ISIS Reluctant to Claim Australian Hostage Taker as Lone Wolf

Dec 15, 2014 at 4:30 PM ET

The man responsible for the Sydney hostage siege that left him and two hostages dead in a café Monday seems to have acted as a lone wolf, experts say, but doesn’t appear to have any connections to the Islamic State. Despite the fact that a hostage reported from the scene that Haron Monis was requesting an ISIS flag, and that his actions constituted an official Islamic State attack on Australia, members of the ISIS online forum Tribune Media Jihadist do not claim he is one of theirs. In fact, they’re a bit baffled as to what all the fuss is about.

Using four of his hostages as proxies, Monis had them deliver messages to a camera, and the messages were then posted on YouTube. He stated that the hostage-taking was “an attack by the Islamic State on Australia” and demanded that a black flag of jihad be provided as one of his conditions, leading many to believe that this attack was linked to ISIS.

Initially, while his identity was still unclear, comments on jihadi forums often used by ISIS supporters and organizers appeared happy to claim his actions, but when it emerged that he was Iranian-born, and thus likely a Shiite Muslim, things became muddier.

One consistently anti-Western ISIS forum member looked at how the Western media supposedly changed its coverage of the hostage siege upon finding out that Haron Monis was not a member of ISIS but rather an Iranian-born Shiite. He accused the American press of bias against ISIS and of changing its tone toward Haron Monis—going from thinking he was a reprehensible terrorist to believing he was mentally unstable and therefore forgivable. Another claimed that linking him to ISIS was a creation of the media, borne out of an inability to identify him or his nationality.

Haron Monis’ Muslim credentials have been called into question before. In an Australian blog about the Muslim community called Austrolabe, a frequent writer under the username Baybers wrote a list of the inaccuracies in Haron Monis’ personal website that, it was claimed, outed the self-styled cleric as a fake Muslim. Baybers points to red flags such as how Haron Monis spells his name in a weird way—because Muslim names would more likely be spelled “Harun” or “Haroon,” the Arabic equivalent of the Hebrew “Aaron.” Haron Monis also did not begin his website with the phrase: “In the name of Allah, the most beneficent, the most merciful,” and according to Baybers, it would be impossible for a Muslim religious scholar to fail to do that. His “fatwas,” or learned statements on Islam, are “completely wrong—and wrong in the most infantile manner. The author of the Sheikh Haron site is obviously not a religious scholar, and has designed it to perpetrate a fraud and cast a cloud over the Muslim community,” Baybers writes.

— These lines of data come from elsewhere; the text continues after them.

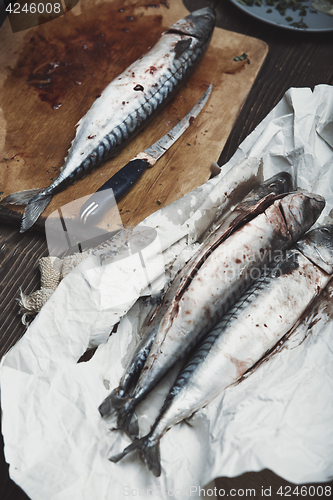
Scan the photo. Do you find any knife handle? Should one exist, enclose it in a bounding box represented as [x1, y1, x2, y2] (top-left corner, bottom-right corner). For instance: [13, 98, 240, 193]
[80, 158, 149, 224]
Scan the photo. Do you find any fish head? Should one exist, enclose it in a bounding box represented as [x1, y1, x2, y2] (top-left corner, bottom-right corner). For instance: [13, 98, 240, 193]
[240, 172, 293, 208]
[296, 224, 333, 274]
[252, 172, 293, 200]
[166, 7, 216, 43]
[275, 191, 325, 242]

Another theory derived from the black sweatband worn by Haron Monis, with white Arabic text on it. One expert tweeted a hypothesis on why he believes Haron Monis is representing Hezbollah, based on the slogan written on the sign he used when he took the café hostage:

Whatever his religious pedigree, his identity and rap sheet are in no doubt. Australian authorities were already well-aware of Hans Monis. Born in Iran, he sought political asylum in Australia in 1996. By the time he lost his life in a chocolate café shootout, he had 40 sexual and indecent assault charges lodged against him, was found to be an accessory in the murder of his ex-wife, and had written several extremely offensive letters to the families of Australian soldiers who died in Afghanistan. The 50-year-old Muslim “cleric” (largely self-declared—his religious credentials have been downplayed by Muslim leaders in Australia) had a large online soapbox to express his sometimes erratic beliefs. Before it was shut down Monday, he had amassed over 14,000 likes on his Facebook page, where he would write about how the police were in a witch hunt against him for his beliefs in black magic and Islam.

He wrote a letter to Prime Minister Tony Abbott of Australia in November 2013, challenging him to a debate on the Afghan war. He argued Australia’s policy in Afghanistan had played “a significant role in jeopardising security and peace in the world especially in Australia,” according to The Sydney Morning Herald.

Most recently, Monis wrote on Dec. 14 on his personal website:

“Islam is the religion of peace, that’s why Muslims fight against the oppression and terrorism of USA and its allies including UK and Australia. If we stay silent towards the criminals we can not have a peaceful society. The more you fight with crime, the more peaceful you are. Islam wants peace on the Earth, that’s why Muslims want to stop terrorism of America and its allies. When you speak out against crime you have taken one step towards peace.”